Mal hará quien quiera convencerse de que esto será diferente en cuanto ruede el balón, de que los ánimos se calmarán, de que la euforia se contagiará a los inconformes. La forma de relación del público con el Mundial ya fue definida desde la pasada Copa Confederaciones y bajo ese esquema de polarización se desarrollará el torneo.

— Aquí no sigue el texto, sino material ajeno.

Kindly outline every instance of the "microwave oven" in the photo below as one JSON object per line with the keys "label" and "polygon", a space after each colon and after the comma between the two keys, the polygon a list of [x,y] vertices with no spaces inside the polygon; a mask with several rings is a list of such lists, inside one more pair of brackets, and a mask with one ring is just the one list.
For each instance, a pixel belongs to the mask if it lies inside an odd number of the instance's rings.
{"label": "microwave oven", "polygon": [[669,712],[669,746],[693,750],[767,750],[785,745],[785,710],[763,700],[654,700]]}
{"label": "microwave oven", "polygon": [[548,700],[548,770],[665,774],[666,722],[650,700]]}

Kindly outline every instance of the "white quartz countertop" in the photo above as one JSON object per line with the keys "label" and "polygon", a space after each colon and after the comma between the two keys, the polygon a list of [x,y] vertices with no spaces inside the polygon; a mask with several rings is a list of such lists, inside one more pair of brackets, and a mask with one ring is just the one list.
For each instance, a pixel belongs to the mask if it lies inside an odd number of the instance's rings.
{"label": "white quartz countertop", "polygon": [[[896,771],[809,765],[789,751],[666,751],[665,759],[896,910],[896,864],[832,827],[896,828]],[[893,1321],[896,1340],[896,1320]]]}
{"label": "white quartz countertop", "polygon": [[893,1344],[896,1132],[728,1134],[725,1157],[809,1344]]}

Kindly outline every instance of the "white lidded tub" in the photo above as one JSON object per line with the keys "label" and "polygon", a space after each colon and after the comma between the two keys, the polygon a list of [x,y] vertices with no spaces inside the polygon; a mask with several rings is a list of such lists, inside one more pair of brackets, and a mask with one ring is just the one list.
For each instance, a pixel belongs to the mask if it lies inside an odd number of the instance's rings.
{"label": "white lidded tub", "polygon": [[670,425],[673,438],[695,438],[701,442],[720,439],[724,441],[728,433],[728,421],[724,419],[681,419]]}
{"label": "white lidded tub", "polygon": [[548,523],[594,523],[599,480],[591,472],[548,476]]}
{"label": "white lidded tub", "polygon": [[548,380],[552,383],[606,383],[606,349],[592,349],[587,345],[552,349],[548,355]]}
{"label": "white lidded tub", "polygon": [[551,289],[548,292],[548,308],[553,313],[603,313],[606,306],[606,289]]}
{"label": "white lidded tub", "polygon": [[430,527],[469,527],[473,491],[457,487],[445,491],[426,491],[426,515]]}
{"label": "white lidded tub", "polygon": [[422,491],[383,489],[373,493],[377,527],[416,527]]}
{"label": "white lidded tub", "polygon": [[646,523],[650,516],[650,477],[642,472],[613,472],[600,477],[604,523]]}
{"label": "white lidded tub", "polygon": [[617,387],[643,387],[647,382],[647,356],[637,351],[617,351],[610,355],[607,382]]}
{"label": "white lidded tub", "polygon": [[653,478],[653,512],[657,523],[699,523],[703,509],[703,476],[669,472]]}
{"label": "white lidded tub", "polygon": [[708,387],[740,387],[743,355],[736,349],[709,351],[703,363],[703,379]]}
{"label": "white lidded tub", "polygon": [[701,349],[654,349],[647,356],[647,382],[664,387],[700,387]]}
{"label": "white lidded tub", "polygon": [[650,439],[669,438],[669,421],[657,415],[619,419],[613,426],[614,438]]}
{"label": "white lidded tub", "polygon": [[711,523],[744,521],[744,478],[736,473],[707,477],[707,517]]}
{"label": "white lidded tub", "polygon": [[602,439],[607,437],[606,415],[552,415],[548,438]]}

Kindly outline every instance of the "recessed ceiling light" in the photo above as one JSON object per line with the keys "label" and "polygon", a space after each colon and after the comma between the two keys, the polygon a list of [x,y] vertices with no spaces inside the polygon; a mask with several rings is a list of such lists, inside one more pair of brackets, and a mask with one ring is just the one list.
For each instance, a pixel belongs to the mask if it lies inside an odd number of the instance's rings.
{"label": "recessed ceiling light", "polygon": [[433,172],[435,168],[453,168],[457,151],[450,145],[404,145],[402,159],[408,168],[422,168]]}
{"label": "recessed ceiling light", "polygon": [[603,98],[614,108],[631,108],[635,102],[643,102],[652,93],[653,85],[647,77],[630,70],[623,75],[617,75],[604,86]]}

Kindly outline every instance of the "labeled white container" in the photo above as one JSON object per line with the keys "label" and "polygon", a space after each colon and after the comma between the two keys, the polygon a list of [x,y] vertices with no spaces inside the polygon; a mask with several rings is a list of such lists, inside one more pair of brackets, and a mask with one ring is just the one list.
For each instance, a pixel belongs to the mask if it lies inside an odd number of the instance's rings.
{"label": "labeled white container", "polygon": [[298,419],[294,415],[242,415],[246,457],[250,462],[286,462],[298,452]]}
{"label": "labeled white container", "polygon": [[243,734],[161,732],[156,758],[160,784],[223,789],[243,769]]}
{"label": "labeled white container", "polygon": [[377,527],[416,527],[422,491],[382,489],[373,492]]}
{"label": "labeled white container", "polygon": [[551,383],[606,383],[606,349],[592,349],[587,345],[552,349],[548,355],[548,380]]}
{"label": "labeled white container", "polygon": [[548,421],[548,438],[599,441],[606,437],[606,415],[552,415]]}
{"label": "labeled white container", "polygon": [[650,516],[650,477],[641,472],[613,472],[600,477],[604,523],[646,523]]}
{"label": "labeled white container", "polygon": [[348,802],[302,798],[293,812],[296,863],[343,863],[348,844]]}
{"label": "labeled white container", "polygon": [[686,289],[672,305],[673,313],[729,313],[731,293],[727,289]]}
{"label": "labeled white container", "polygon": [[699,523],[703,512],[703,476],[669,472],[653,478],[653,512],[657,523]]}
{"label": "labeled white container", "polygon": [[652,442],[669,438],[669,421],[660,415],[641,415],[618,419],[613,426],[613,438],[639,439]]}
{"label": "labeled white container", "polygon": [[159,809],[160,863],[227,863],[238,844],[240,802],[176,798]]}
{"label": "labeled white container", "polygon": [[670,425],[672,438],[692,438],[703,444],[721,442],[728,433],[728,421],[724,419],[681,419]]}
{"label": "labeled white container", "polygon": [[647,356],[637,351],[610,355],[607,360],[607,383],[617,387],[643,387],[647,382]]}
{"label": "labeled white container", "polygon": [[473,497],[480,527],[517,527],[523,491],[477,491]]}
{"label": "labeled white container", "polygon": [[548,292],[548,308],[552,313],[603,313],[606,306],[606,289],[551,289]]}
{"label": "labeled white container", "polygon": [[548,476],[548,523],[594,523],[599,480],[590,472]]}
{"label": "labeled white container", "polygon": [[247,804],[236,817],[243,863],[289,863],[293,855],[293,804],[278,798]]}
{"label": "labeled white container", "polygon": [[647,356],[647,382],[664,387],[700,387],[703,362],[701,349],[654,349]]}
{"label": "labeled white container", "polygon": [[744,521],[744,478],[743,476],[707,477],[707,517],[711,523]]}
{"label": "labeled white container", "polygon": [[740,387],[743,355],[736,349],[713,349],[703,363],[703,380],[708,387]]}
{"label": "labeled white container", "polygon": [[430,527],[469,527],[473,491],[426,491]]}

La selección brasileña arrancó su concentración bajo un ambiente que habría sido insospechado un año atrás: no con el pueblo vitoreándola y suplicándole los goles necesarios para el hexa-campeonato, no con multitudes en júbilo y canto, no con clamores de confianza en su futbol, no con caza-autógrafos y quinceañeras encimados por una foto, no con batucadas impulsando coreografías, sino con protesta e inconformidad. Hagan de cuenta que la selección mexicana llegaba a una eliminatoria a Centroamérica.
La mayoría de los brasileños está en contra de lo que ha costado albergar el Mundial, aunque pocos de ellos apoyan el recurrir al sabotaje para frustrar el evento. En todo caso, suficientes para haber dado este lunes la impresión de que el plantel verdeamarela no es el adorado local, sino un visitante pisando territorio hostil para la más incómoda de las partidas.
Bloqueos, estampas pegadas en el autobús, cadenas humanas, gritos.
En las manifestaciones anti-Mundial se solía aclarar que no es contra los jugadores, aunque este lunes uno de los clamores predominantes ha sido, “Pode acreditar, educador vale mais do que o Neymar!” (¡Créelo, un maestro vale más que Neymar!), complementado con el ya infaltable “Não vai ter Copa!” (¡No va a haber Mundial!).
Es irreversible y deja en el aire algunas dudas.
La primera, cómo se comportarán las autoridades brasileñas en un afán de blindar de los disturbios a las delegaciones: ¿mostrará mayor músculo?, ¿caerá en riesgo de ser acusada de brutalidad?, ¿se limitará a un rol de colocar barreras conformadas por granaderos y policía montada?
La segunda, si todas las selecciones padecerán obstáculos similares o sólo las más mediáticas.
La tercera, cuánto cambiará la rutina de cada equipo, partiendo de la premisa de que todo desplazamiento puede suponer un caos.
A estas alturas, Brasil no puede engañarse con peroratas que repiten las supuestas bondades de tener un Mundial en casa. A mayor reiteración, menor aceptación. Tampoco con los que señalan (como la presidenta Dilma Rousseff) que será “la Copa de Copas”, porque las críticas a su planeación y logística no tienen manera de ser refutadas: se gastaron quince mil millones de dólares y el legado, más allá de doce estadios (muchos sin uso definido a partir de mediados de julio), es más bien limitado en términos de infraestructura.
El propio Ronaldo, voz e imagen del Comité Organizador, ha modificado radicalmente su discurso al admitir que “siente vergüenza” por la forma en que se ha preparado la competición. Romario, el goleador devenido en diputado y abanderado de los anti-Mundial, acusó a su antiguo compañero de delantera por su “oportunista” cambio de postura, al tiempo que la propia Dilma expresó públicamente su molestia por las palabras del otrora “Fenómeno”.
Polarización por donde se vaya, en medio de sesenta huelgas, de estadios que serán probados a plenitud en pleno evento, de una FIFA urgida de que esto termine, de la inminente llegada de 600 mil visitantes extranjeros, de politización en las manifestaciones y del recuerdo permanente de que en octubre hay elecciones federales.
Así será Brasil 2014. A dos semanas y dos días de la inauguración, las manifestaciones tienden a incrementar o, como me dijo el líder de un movimiento adverso al Mundial, “conforme más se acerque, más nos haremos visibles”.